According to Amy Michtich, company vice president and plant manager, the plant reuses or recycles more than 99 percent of its waste. The remainder goes to James Madison University to be converted to energy. Grain that the plant no longer needs is hauled to another site, where a separate company converts it to feed for animals.
Michtich says it’s “a $10-million investment that we decided to contribute to reduce overall nutrients to the watershed. And, while it’s key for us to move forward to remain compliant, it’s also our investment in our community.”
Goodlettsville, Tennessee, is another community going green as an investment in its community. The city, located 15 miles outside of Nashville, has begun by focusing on public works projects, knowing that business development will soon follow.
In 2011, it opened a 16,000-square-foot branch library that is LEED silver certified. The environmentally friendly, state-of-the-art building includes pervious pavement, two electric vehicle charging stations and rainwater collection.
“We also just ordered a new hybrid-fuel trash collection truck,” added Tom Tucker, director of community development at the City of Goodlettsville.
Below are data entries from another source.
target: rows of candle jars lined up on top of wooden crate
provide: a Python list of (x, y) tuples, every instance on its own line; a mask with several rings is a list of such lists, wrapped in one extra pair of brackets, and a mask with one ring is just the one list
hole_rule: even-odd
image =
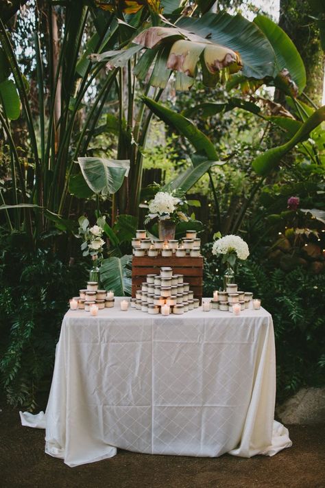
[(144, 230), (136, 231), (136, 237), (132, 239), (133, 254), (136, 257), (200, 257), (201, 240), (196, 231), (186, 231), (186, 237), (178, 240), (152, 240), (147, 237)]

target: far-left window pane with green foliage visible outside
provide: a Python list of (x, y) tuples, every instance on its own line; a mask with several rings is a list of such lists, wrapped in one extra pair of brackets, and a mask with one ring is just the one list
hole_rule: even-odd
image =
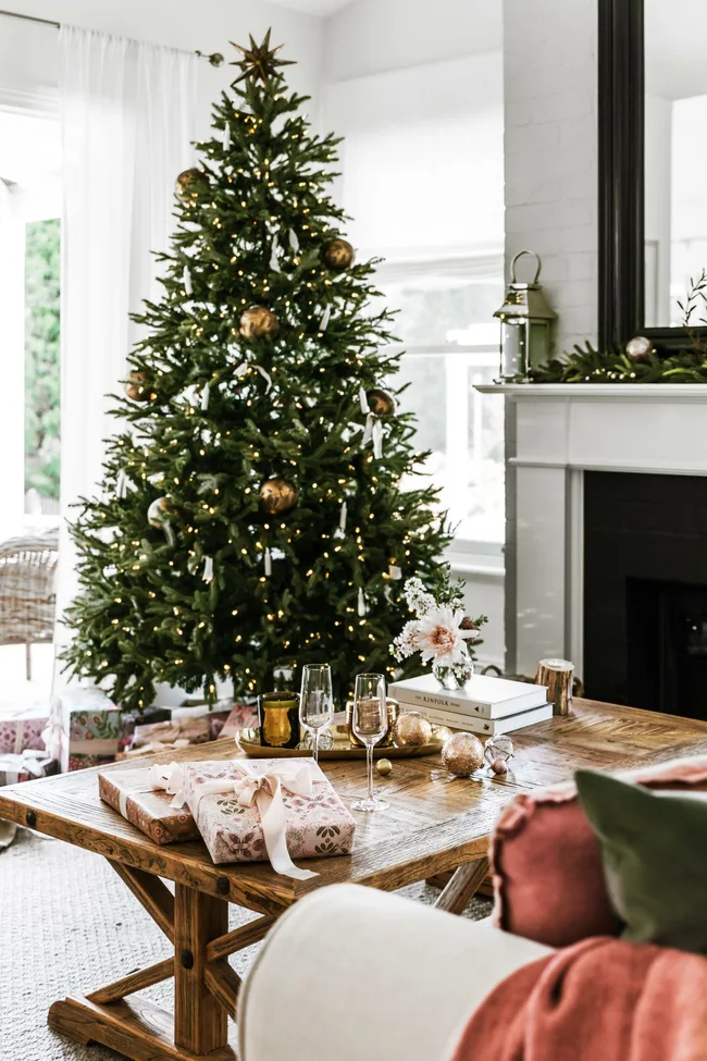
[(55, 523), (60, 471), (59, 123), (0, 109), (0, 533)]

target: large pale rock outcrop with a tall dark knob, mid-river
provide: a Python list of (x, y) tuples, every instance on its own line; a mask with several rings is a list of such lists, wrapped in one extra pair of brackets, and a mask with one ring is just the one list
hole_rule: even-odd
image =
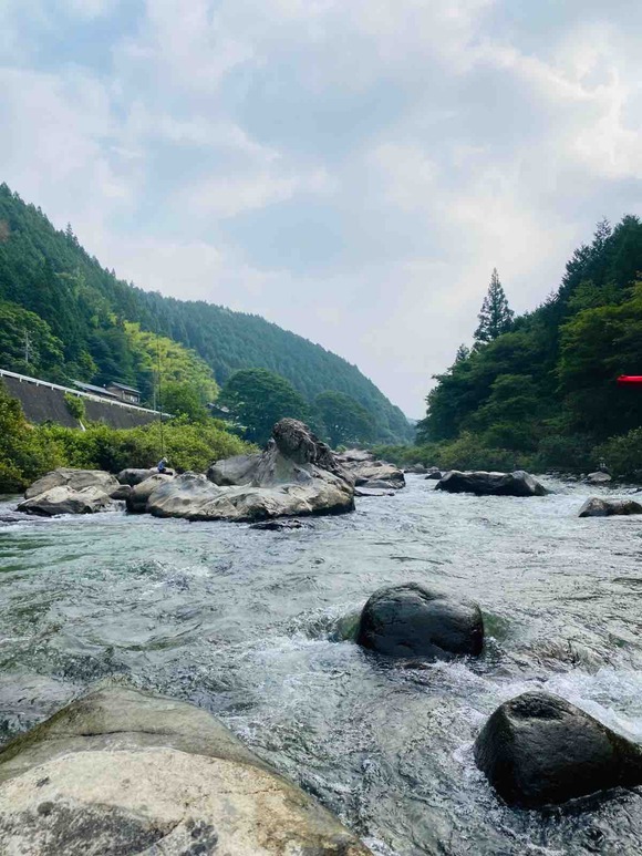
[(249, 471), (238, 460), (229, 467), (222, 464), (216, 464), (216, 477), (226, 473), (230, 481), (236, 472), (240, 484), (219, 485), (197, 473), (184, 473), (144, 497), (143, 489), (152, 486), (153, 476), (134, 488), (127, 507), (189, 520), (266, 520), (354, 508), (352, 479), (332, 451), (297, 420), (283, 419), (275, 425), (265, 452), (250, 462), (251, 481), (246, 481)]

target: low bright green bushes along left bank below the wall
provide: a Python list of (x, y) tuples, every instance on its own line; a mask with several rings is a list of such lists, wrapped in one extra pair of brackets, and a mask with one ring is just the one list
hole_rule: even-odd
[(128, 466), (153, 466), (164, 453), (179, 471), (203, 472), (213, 461), (252, 450), (216, 420), (206, 424), (172, 420), (163, 425), (163, 440), (157, 422), (127, 430), (103, 424), (89, 425), (86, 431), (32, 426), (0, 383), (0, 492), (22, 491), (58, 466), (117, 473)]

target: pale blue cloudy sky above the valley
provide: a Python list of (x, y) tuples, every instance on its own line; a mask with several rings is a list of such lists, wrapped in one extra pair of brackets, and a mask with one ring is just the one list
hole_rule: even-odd
[(0, 181), (146, 289), (265, 316), (408, 416), (642, 214), (634, 0), (2, 0)]

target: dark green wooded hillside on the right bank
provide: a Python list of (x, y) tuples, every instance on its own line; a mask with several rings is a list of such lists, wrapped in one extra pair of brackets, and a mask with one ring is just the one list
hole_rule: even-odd
[(642, 471), (642, 394), (615, 382), (642, 374), (641, 271), (642, 223), (599, 224), (538, 309), (459, 349), (427, 396), (420, 443), (558, 467), (627, 448), (623, 468)]

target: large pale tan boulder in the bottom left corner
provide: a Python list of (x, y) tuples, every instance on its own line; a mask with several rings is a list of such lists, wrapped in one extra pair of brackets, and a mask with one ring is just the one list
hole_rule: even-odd
[(339, 821), (185, 702), (112, 687), (0, 752), (3, 853), (370, 853)]

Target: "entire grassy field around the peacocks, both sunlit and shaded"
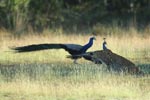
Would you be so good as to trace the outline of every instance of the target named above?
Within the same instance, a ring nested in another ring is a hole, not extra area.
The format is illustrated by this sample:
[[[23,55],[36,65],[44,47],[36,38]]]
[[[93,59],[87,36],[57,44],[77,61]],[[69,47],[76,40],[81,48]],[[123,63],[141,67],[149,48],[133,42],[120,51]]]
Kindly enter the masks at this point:
[[[85,44],[90,35],[29,35],[0,32],[1,100],[150,100],[150,76],[109,73],[104,65],[80,59],[73,64],[64,50],[14,53],[9,47],[38,43]],[[101,50],[97,36],[89,51]],[[108,48],[150,73],[150,36],[105,36]]]

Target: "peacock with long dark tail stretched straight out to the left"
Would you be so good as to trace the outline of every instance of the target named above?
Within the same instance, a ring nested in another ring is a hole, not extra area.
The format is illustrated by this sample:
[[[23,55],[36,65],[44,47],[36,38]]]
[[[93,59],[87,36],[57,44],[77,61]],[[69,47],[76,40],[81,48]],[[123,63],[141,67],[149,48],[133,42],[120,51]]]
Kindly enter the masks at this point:
[[[62,43],[54,43],[54,44],[32,44],[27,46],[21,46],[21,47],[13,47],[12,50],[15,50],[17,53],[22,52],[32,52],[32,51],[39,51],[39,50],[46,50],[46,49],[64,49],[69,54],[73,55],[79,55],[85,53],[92,45],[93,41],[96,40],[95,37],[90,37],[89,42],[85,45],[79,45],[79,44],[62,44]],[[80,57],[72,57],[74,60],[74,63],[77,63],[77,59]]]

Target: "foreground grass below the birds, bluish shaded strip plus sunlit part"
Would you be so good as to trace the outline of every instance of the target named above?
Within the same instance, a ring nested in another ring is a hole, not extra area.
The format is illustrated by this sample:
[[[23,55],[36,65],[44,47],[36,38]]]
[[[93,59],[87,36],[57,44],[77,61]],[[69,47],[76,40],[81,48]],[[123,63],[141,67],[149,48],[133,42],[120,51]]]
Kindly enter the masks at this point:
[[[103,72],[101,67],[88,63],[80,66],[65,63],[1,66],[4,72],[0,79],[1,98],[149,99],[149,77],[118,76]]]

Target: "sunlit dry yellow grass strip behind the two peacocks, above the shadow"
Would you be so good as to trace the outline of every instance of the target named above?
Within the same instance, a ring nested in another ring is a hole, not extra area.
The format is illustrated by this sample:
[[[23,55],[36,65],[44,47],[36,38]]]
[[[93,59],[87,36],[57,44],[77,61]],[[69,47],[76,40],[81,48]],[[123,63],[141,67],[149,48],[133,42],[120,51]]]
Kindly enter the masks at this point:
[[[135,32],[135,31],[134,31]],[[25,53],[25,54],[12,54],[10,52],[4,52],[4,51],[10,51],[9,47],[15,47],[15,46],[24,46],[24,45],[31,45],[31,44],[41,44],[41,43],[74,43],[74,44],[81,44],[84,45],[88,42],[89,38],[92,35],[55,35],[56,33],[49,33],[48,31],[45,31],[43,35],[27,35],[27,36],[21,36],[20,38],[16,38],[11,36],[7,32],[1,32],[0,37],[0,52],[3,52],[1,59],[5,60],[6,56],[10,57],[10,60],[16,58],[16,55],[18,58],[26,59],[26,57],[32,56],[33,58],[39,58],[38,60],[48,60],[51,58],[56,58],[55,60],[51,59],[52,61],[59,61],[59,59],[66,61],[65,56],[68,55],[64,50],[50,50],[50,51],[40,51],[35,53]],[[128,33],[126,33],[128,34]],[[136,33],[133,33],[136,34]],[[102,42],[103,37],[107,38],[107,47],[112,50],[113,52],[122,55],[124,57],[127,57],[128,59],[135,60],[138,59],[146,59],[147,62],[149,62],[150,58],[150,36],[142,37],[140,35],[125,35],[125,36],[96,36],[97,40],[94,41],[94,45],[88,50],[88,51],[95,51],[95,50],[102,50]],[[57,53],[58,52],[58,53]],[[11,56],[9,56],[11,55]],[[19,56],[18,56],[19,55]],[[45,55],[48,55],[49,57]],[[60,57],[60,55],[62,57]],[[26,56],[26,57],[24,57]],[[50,57],[52,56],[52,57]],[[58,59],[57,59],[58,58]],[[25,60],[24,59],[24,60]],[[26,59],[28,60],[28,58]],[[37,60],[37,62],[38,62]],[[36,61],[36,60],[35,60]],[[137,61],[136,61],[137,62]]]

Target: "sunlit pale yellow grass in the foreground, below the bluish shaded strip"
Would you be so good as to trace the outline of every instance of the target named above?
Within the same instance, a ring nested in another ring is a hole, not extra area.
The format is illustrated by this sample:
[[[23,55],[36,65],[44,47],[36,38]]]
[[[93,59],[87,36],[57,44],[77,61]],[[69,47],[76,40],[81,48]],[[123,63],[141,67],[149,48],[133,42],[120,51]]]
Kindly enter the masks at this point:
[[[124,83],[121,81],[124,81]],[[126,77],[119,77],[119,79],[116,79],[116,77],[107,77],[106,79],[85,81],[83,83],[75,83],[74,81],[72,83],[66,81],[57,81],[57,83],[43,81],[31,82],[26,80],[1,83],[0,92],[16,98],[15,100],[21,100],[17,95],[25,98],[25,100],[32,100],[35,97],[39,98],[37,100],[46,100],[48,98],[50,100],[109,100],[117,98],[121,100],[149,100],[148,89],[145,89],[148,86],[142,90],[139,85],[139,81]]]

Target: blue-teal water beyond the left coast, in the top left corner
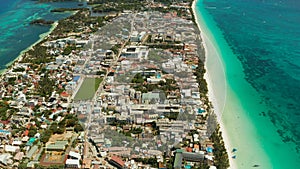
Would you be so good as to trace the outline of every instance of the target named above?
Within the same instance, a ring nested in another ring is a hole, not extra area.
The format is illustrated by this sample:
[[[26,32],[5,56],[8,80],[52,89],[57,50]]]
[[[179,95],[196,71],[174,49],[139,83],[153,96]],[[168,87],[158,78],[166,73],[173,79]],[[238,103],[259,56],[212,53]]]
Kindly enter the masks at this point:
[[[22,50],[39,40],[39,36],[50,29],[50,26],[30,25],[30,21],[37,18],[57,21],[70,13],[51,13],[51,9],[77,5],[77,2],[0,0],[0,70],[5,69]]]

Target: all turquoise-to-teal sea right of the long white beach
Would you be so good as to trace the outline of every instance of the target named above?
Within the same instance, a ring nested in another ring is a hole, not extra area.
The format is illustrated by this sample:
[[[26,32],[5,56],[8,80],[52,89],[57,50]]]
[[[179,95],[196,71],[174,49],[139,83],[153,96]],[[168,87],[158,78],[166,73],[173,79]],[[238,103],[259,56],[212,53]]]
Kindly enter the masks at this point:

“Tucker and his team in Goodlettsville are very progressive. They’ve been very creative in finding funding and encouraging people to use renewable stations, such as with the solar-powered car charging stations,” said Tabitha Crawford , SVP of sustainability and innovation at Balfour Beatty Capital Group.
Balfour Beatty Capital Group specializes in partnering with government entities and high-performing public sector firms to implement their strategic plans.
“Like the computer industry, we see the energy industry becoming decentralized, allowing innovative financial models to emerge that accelerate business development,” Crawford said.
And these financial models, along with forward-thinking communities, savvy business leaders and the research flowing from higher education, mean that green technology has become a potent economic driver throughout the country.